Detailed Description

This is a Phase 1 study with ADCT-301 to evaluate the safety, tolerability and pharmacokinetics of ADCT-301 in participants with Acute Myeloid Leukemia (AML) or Acute Lymphoblastic Leukemia (ALL).

ADCT-301 is a human monoclonal antibody attached via a cleavable linker to a pyrrolobenzodiazepine (PBD) warhead which, when internalized by antigen expressing cells, covalently cross links deoxyribonucleic acid (DNA) preventing replication.

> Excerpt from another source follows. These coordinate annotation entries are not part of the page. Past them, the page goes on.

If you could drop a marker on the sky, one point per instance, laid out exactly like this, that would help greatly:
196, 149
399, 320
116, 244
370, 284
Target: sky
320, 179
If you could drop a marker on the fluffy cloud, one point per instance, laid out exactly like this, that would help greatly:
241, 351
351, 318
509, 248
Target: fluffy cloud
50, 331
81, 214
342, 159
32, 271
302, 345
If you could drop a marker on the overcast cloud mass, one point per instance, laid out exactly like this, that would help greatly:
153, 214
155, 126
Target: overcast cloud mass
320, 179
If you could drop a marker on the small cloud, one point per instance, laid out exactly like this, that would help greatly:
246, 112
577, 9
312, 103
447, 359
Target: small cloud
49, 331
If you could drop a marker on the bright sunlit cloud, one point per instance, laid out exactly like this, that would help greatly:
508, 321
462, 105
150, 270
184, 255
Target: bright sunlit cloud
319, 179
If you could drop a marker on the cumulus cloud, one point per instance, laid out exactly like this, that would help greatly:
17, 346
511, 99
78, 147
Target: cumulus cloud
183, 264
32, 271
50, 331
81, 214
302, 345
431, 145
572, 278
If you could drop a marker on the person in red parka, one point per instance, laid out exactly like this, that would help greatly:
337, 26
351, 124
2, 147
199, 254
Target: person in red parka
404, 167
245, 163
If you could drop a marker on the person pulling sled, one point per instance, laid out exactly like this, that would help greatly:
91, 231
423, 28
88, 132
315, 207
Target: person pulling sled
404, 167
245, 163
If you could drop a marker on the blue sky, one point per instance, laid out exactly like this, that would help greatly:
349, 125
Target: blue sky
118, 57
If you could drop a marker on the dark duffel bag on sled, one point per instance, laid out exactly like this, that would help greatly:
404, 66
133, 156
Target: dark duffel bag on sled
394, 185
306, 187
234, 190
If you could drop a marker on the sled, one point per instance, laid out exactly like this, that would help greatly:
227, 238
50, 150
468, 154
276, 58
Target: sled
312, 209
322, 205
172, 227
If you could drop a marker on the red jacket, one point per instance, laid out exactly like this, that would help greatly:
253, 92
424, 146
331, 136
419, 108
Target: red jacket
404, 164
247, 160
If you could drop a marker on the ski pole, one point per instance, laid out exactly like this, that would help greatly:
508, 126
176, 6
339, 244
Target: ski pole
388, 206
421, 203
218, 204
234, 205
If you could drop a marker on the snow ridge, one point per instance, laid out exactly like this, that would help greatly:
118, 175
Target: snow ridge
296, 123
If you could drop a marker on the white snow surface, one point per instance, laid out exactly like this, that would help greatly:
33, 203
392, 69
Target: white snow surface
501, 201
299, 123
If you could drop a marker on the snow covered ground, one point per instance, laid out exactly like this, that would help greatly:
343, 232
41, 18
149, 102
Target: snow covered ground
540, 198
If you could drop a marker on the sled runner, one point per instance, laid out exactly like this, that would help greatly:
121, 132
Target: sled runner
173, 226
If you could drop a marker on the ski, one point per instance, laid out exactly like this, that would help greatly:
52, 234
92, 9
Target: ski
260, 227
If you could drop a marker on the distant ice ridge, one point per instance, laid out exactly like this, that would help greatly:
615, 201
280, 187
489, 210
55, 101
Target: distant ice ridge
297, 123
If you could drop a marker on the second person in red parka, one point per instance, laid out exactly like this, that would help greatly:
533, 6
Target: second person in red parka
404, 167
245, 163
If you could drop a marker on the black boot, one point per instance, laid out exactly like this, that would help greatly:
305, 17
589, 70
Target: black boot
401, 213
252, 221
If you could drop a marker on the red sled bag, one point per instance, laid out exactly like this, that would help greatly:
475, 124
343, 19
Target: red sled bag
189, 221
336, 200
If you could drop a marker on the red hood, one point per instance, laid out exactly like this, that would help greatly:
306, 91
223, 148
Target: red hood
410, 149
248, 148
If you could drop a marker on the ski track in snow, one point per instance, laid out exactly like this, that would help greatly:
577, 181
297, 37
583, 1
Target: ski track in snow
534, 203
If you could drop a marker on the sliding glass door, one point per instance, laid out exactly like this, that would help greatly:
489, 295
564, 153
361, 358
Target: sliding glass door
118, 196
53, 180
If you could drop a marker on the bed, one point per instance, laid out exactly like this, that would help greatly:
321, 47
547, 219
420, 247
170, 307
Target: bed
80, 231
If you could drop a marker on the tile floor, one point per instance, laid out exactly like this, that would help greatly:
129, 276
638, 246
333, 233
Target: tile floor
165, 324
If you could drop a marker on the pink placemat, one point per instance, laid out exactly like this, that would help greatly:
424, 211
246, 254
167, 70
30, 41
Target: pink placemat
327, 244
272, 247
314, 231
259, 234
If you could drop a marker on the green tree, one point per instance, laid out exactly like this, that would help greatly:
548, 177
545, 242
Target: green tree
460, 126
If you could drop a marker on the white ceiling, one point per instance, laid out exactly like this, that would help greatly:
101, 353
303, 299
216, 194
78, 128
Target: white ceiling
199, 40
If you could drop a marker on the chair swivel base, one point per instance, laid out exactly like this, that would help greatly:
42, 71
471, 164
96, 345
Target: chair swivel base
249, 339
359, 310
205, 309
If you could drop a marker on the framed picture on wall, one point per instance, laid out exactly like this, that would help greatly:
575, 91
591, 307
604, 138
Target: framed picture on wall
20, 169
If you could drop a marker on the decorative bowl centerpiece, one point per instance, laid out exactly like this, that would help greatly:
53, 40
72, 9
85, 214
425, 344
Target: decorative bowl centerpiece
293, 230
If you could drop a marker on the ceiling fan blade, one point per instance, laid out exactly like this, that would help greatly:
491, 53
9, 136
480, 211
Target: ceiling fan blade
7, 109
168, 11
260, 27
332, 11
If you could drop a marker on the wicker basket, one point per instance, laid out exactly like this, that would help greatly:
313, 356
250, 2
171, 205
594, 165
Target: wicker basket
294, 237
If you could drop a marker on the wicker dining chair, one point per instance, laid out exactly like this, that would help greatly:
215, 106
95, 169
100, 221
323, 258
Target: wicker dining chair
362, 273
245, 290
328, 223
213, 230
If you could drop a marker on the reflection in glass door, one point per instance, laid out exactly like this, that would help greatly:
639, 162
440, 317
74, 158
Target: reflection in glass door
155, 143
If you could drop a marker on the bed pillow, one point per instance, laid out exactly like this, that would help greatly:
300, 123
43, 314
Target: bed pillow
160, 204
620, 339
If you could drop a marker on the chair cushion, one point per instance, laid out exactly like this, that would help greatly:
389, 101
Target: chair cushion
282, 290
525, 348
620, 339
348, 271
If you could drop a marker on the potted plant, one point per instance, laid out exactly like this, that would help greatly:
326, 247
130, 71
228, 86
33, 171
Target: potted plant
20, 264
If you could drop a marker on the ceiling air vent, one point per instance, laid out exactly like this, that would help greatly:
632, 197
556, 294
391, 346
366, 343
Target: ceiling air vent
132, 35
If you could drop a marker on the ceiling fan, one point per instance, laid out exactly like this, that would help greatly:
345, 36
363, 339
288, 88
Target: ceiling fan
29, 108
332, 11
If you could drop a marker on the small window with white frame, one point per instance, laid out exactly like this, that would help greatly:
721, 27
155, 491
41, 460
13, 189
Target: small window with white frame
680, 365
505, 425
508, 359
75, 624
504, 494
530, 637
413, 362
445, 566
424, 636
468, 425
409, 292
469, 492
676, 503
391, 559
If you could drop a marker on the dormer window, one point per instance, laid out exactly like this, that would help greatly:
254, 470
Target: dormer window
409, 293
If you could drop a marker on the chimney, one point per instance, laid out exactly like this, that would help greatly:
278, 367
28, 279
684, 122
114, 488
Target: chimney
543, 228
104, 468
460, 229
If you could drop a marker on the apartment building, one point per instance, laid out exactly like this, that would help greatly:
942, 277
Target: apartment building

The study will be conducted in 2 parts: In Part 1 (dose escalation) participants will either be on weekly administration or every 3-week administration. Participants on weekly administration will receive an infusion of ADCT-301 on Days 1, 8, and 15 of each 3 week treatment cycle. Participants on 3-week administration will receive an infusion of ADCT-301 on Day 1, every 3 weeks. Dose escalation will continue until the maximum tolerated dose (MTD) is determined.

In Part 2 (expansion), participants will be assigned to receive a recommended dose and/or schedule of ADCT-301 as determined by a Dose Escalation Steering Committee.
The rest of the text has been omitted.